Aside from offering to do someone’s shopping for them yourself, you also help by buying gift or membership cards for online shopping services like Instacart, which allows online grocery shopping with delivery in person, (but contactless), from local grocery stores, and Amazon Prime, where some bulk supplies and groceries can be ordered for mail delivery. The advantage of these services over offering help yourself is that it is more empowering to the disabled person you are giving to. It allows them to shop at their discretion, on their schedule, and knowing that the labor is properly paid for, not a personal obligation.
Again, check for local availability and the delivery mechanics of the disabled person’s situation at home before making any final purchase.
5. Give comfort and luxury
Finally, don’t forget to return to one of the core guidelines of all gift-giving, especially at the holidays. Whenever possible, don’t forget to consider giving non-essential luxuries. Disabled people, too, “need” items that enrich their lives beyond mere adaptation and survival, especially now.
Think in terms of products that offer comfort in the most literal, tactile sense, for example heating pads, weighted blankets, (or just regular, convenient blankets), better, more versatile shower heads, and nicer bedding materials.
And of course, don’t forget favorite foods and snacks, both simple comfort foods and gourmet items that most of us would never purchase for ourselves, but are just right for special occasions, or no logical purpose at all!
In many ways, giving holiday gifts to disabled people is no different than giving to anyone else. Be creative. Give of yourself, not just your money. Choose your gifts selflessly. Give things that the recipients really want, not just what you are fired up to give to them.
These principles are doubly important for people with disabilities. They go to the heart of what people with disabilities struggle with most in their everyday lives – the inaccessibility of standard products and services, lack of individual thought and attention, and control disguised as kindness.
So make sure any items you give will be accessible – fully and independently usable by the person you are giving to.
Give the disabled people in your life things they want, not what you think they should have.

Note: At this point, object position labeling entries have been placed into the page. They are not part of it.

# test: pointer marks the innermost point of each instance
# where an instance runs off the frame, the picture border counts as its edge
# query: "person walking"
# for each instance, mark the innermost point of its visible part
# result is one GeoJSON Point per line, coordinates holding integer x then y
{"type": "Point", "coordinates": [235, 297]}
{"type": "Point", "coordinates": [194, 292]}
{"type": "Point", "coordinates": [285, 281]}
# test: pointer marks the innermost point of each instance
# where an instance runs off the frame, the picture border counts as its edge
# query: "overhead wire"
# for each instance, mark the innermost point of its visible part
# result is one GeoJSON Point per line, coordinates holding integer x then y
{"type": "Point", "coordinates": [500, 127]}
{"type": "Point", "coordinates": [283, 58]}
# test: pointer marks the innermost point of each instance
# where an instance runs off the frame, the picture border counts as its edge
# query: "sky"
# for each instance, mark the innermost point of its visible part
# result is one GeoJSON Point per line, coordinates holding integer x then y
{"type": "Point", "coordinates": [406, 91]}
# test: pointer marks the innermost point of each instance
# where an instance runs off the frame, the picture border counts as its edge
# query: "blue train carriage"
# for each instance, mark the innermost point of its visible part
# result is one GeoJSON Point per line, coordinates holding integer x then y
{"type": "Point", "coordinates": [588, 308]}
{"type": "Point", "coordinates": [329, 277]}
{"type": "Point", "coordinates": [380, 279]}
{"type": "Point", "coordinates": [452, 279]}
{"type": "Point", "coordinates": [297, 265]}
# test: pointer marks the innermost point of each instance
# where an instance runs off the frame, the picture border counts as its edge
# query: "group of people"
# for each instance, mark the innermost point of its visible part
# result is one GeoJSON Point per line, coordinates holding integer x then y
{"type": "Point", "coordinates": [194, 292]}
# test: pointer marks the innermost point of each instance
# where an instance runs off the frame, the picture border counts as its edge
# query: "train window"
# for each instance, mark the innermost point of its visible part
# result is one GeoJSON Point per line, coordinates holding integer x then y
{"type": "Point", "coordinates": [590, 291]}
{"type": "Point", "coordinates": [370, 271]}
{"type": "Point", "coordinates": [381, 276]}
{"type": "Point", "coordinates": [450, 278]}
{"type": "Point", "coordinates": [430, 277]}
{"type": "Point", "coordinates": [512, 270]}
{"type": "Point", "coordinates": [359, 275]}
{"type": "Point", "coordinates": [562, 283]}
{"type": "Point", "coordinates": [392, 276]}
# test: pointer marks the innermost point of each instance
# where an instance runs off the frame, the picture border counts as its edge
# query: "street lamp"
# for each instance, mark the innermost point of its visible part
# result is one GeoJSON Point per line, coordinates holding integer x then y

If you offer yourself and your time in service, offer time they can use to do something they want done, not just a specific task you think is important.
The holidays are a unique opportunity to do something special for people with disabilities you know and care about – something that brings both joy and empowerment. This year more than any other, be creative and considerate. A little effort on your part can do a lot to make 2020 a little less terrible for people who have borne more than their share of fear, isolation and hardship.